Arrow-right Camera
The Spokesman-Review Newspaper
Spokane, Washington  Est. May 19, 1883

Then and Now: Emry's Clothiers

The southwest corner at the intersection of Riverside Avenue and Stevens Street had a men's clothing shop in the Fernwell Building for a century.

Image one Image two
Image One Photo Archive | The Spokesman-Review
Image Two Jesse Tinsley | The Spokesman-Review

Then and Now: Emry's

The Chamber of Commerce building was constructed right after Spokane’s 1889 great fire, and the name changed to the Fernwell in 1893 after owners Rollin and Mary Hyde’s boy child, who died in infancy.

Most of Spokane’s downtown buildings followed the Chicago school of architecture, where the bottom one or two stories were dressed up with heavy pillars and arches, topped with less ornamented upper stories and capped with an ornamented cornice. The Fernwell building had large display windows at street level, suitable for displays of clothing and retail goods.

R.J. Hurd & Company opened the doors of a proper men’s furnishings shop there in 1894. In 1925, they sold out to H.H. Hebert of Kemp & Hebert, another department store with a large menswear section. The store was managed under the Hurd name by Glen Pattee, who was very involved in local and state-wide retail business.

In 1933, Frederic Grant Emry bought the Hurd store and renamed it Emry’s.

Emry was born in Pleasant Plain, Iowa, and moved west to get into business after earning his degree from the University of Iowa in 1902. With Harry R. Hibbs, he would eventually run the Emry-Hibbs Clothing Company of Fort Collins, Colorado.

The Emrys attended the graduation of their son Merle from Stanford in 1929, then eventually moved to Palo Alto with their two daughters a short time later. Merle’s marriage to Grace Humphrey, another student at Stanford, took up a large section of the society page in Fort Collins in 1930.

After briefly owning a men's wear store in California, the Emrys made the move to Spokane in 1933. They purchased the R.J. Hurd clothing store at 503 W. Riverside Avenue in Spokane, changed the name and operated Emry’s Clothiers, an upscale men’s store.

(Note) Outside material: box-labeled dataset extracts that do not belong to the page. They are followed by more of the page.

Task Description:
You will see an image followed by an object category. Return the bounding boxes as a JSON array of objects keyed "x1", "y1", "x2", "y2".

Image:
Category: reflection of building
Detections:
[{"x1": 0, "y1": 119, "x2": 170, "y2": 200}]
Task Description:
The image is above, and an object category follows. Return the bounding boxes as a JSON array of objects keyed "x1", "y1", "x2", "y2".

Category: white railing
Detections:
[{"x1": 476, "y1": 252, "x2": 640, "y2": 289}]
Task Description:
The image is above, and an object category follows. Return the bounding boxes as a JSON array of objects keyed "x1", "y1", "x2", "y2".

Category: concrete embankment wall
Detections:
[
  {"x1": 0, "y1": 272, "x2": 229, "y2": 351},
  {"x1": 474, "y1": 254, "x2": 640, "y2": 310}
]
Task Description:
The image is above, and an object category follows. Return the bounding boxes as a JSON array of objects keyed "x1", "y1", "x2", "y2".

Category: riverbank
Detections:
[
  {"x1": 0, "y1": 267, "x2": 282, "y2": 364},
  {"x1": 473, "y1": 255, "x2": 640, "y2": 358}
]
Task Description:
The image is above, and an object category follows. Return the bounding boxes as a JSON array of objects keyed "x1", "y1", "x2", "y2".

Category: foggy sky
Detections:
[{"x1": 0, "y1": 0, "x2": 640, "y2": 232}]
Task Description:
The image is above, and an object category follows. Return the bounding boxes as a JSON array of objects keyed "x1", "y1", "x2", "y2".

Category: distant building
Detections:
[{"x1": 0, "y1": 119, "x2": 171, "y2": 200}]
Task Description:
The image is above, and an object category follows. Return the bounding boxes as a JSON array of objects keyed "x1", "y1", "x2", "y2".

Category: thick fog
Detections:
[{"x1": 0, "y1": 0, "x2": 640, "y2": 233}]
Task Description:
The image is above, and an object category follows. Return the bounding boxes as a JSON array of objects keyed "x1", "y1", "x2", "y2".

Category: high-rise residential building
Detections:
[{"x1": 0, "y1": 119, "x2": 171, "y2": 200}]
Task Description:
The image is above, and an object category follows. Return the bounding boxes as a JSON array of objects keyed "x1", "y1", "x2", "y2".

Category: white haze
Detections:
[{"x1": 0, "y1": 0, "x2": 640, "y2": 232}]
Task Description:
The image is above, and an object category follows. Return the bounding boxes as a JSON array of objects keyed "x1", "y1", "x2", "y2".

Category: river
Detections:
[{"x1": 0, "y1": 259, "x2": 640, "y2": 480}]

Wife Eunice, son Merle and daughter-in-law Grace all served on the company’s board.

Emry’s store advertised that it carried shirts by Arrow, Bostonian shoes, hats from Dobbs and other national brands.

When Fred passed away in 1946, Merle became company president and continued to operate the store until 1951, when he sold the store to Herbert S. Howell, who also operated Brooks Department Store for Men.

The location later became a Harvey’s Fine Clothing store, which closed in the mid-1990s.